Saturday, December 31, 2011

sad is not all bad





We have had the most wonderful Christmas.  All of our children were home and being together is what we love most.  Our quiet house was filled with our five children, our grandson in Emily's womb, and various friends who stopped by to visit them and us during their visit.  There was lots of food, sharing of hearts, game playing and movie watching.  We had a spectacular time for a week straight.  Then yesterday..... Annie was the first to leave.  Her boyfriend Nick arrived to join in the festivities on the 27th and the two of them headed back to Austin yesterday.  Our other four children are still with us and I am grateful that they will leave incrementally. 

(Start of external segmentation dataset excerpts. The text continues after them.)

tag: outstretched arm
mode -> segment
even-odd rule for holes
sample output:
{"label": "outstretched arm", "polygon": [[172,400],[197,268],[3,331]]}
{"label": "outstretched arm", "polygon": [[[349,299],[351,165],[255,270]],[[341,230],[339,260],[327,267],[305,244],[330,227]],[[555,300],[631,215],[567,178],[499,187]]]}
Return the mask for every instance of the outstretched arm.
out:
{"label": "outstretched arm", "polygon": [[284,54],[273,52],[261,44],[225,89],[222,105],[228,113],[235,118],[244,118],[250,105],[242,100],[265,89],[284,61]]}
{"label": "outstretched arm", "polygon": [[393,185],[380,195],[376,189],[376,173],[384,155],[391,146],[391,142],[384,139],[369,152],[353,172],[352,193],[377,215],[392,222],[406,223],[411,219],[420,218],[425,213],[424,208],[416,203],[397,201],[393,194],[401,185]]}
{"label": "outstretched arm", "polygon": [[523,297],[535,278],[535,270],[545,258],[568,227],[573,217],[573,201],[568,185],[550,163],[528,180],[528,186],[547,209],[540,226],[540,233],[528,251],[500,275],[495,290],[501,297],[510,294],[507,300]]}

But, nonetheless, Annie's departure has left me feeling a bit blue.  Last night I was telling my friend Linda I was sad and she said, "It's OK to be sad."  It helped me to be reminded that saddness is a normal part of our lives.  I tend to avoid and dread it when in actuality it will come and go and riding that wave is necessary.  When you love deeply, you feel deeply.  I so miss having Annie nearby.  I love cooking with her which is something we both love to do and especially together.  I love getting to see what she will wear each day since she has such a wonderful, unique sense of style.  I loved seeing her get to spend time with her siblings, who she had not seen since April.  I love the look on her face when her dad embraces her.  A look of security that knows his embrace is the safest place in the world.

How did it happen so fast?  All our children were living under the same roof with us for so many years and now they have all scattered and moved on to building their own lives.  It is gratifying to see their journeys unfold and where their adventures take them but to be honest, I really miss the season of life that has passed. 

So now I am left to cherish the memories of a Christmas that was so wonderful with them all home to eat my cooking, have me do their laundry and sleep in their beds once again. 



My sadness will become a badge I wear that carries the deep deep love I have for my children.  I will embrace it and know that it would not be there if I did not have this special place in my heart for each of them.  Annie is gone from our house, but has wedged an even deeper place in my heart.